Action Now continued its aggressive pursuit for banks to maintain
foreclosed properties Tuesday morning, when they protested outside
Fannie Mae’s regional headquarters and demanded a meeting with Federal
Housing Finance Agency (FHFA) Director Edward DeMarco.
Last week, FHFA filed a lawsuit to exempt Fannie Mae and Freddie Mac from Chicago’s Vacant Property Ordinance, which requires that banks clean up and secure the properties banks own due to foreclosure.
Their lawsuit shows that they are not interested in protecting vacant homes and are also trying to stop any community that is trying to take care of their own neighborhoods,” said Action Now member Gloria Warner. “It is shameful that the FHFA is wasting taxpayer dollars on a federal lawsuit that is trying to make neighborhoods worse. Fannie Mae and Freddie Mac must be held responsible for their bad loans that turned into foreclosures and that are now vacant properties.”
The group claims vacant properties and homes often become havens for garbage, graffiti, as well as drug and gang activity.
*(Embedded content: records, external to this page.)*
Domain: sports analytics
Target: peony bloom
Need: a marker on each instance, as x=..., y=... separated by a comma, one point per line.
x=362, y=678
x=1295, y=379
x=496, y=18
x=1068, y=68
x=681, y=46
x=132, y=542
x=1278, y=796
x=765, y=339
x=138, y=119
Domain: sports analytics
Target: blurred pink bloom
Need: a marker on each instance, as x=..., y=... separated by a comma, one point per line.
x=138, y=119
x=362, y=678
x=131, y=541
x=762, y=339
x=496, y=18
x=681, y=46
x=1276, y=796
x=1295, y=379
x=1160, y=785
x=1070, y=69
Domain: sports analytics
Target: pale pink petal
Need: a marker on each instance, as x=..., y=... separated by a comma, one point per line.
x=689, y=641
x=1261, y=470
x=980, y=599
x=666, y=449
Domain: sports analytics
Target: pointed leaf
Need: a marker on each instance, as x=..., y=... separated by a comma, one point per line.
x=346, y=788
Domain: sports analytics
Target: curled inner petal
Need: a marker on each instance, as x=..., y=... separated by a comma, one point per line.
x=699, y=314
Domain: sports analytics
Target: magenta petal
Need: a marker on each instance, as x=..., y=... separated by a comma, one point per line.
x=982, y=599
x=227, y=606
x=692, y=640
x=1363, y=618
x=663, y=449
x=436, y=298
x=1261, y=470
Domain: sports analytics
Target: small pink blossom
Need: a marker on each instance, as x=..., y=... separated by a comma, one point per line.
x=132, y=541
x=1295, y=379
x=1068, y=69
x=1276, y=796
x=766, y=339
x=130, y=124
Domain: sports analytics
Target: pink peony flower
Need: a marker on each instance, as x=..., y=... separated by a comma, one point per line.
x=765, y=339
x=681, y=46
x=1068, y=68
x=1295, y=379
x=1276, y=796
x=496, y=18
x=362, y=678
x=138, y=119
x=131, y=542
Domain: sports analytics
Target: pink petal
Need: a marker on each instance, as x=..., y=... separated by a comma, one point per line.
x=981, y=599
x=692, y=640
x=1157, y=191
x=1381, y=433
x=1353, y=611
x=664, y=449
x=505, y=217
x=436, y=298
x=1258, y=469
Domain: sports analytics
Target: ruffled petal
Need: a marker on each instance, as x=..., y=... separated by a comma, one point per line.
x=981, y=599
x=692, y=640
Outside of the headquarters, Warner spoke of a home burglary that resulted in valuables taken from her residence and stored in a nearby vacant home.
According to the group, the two mortgage giants own nearly 260,000 properties within Chicago alone. This does not include properties in suburban Cook County, which recently passed their own version of the vacant property maintenance ordinance. The county ordinance requires a property mortgagee to register the vacancy on a countywide registry costing $250, while the city fee runs $500. Both ordinances set up fines above the registry costs if banks are unable to maintain or secure the properties.
"When 75 percent of the mortgages in Cook County are owned by FHFA, allowing them to ignore their responsibilities to their own assets or our communities is impossible and a long-term disaster," said Cook County Commissioner Bridget Gainer last week at a Cook County Board meeting. Gainer also notes that nearly 10 percent of all residential properties in the county sit vacant.
For more than a year Action Now advocates have spent
their efforts to secure the ordinances and place pressure on banks to
take care of the properties. Neighborhoods on the South and West Sides,
where Action Now mostly works, are particularly affected by the
foreclosure crisis. The group took pictures to present to FHFA of a
Fannie Mae owned property located at 1643 S. Homan showing trash and an
unsecured lot.
A few members of the organization entered the Fannie Mae offices asking to speak with DeMarco and deliver their letter demanding FHFA end their lawsuit against the city.
“Wasting
taxpayer dollars on a federal lawsuit that aims to make neighborhoods
worse is not in the country’s best interest. We demand that the FHFA
immediately drop the lawsuit against the City of Chicago and start
maintaining all of their vacant homes to our standards, or keep people
in the homes by proposing principal write-down to market levels,” reads
the letter.
While the letter was accepted by a staff member, advocates were unable to speak with anyone of importance. Charles Brown, an Action Now member, said they have made multiple attempts to set up a meeting to discuss the ordinance to no avail.
“They’re making a slum out of our city,” said Brown. “Because banks like Fannie Mae won’t take care of their vacant homes, a city like Cleveland is tearing down homes.”
Here's more from Brown and the other protesters:
In recent months the Ohio city started an effort to boost housing prices by leveling degrading vacant homes. Home values plummeted with the fall of the economy and families losing their houses due to foreclosure have left cities strapped for cash with less property tax money coming into city coffers. Next year the county encompassing the City of Cleveland will begin reappraising more than a third of the homes, undoubtedly at a much lower value than their last full appraisal in 2006.
The Chicago Tribune reported last week on the lawsuit that FHFA believes the ordinance intrudes on the agency’s role as the regulator of Fannie Mae and Freddie Mac. FHFA believes the city is not in a position of power to enforce guidelines on how the mortgage companies care for the properties.
FHFA and Fannie Mae did not return phone calls for this story.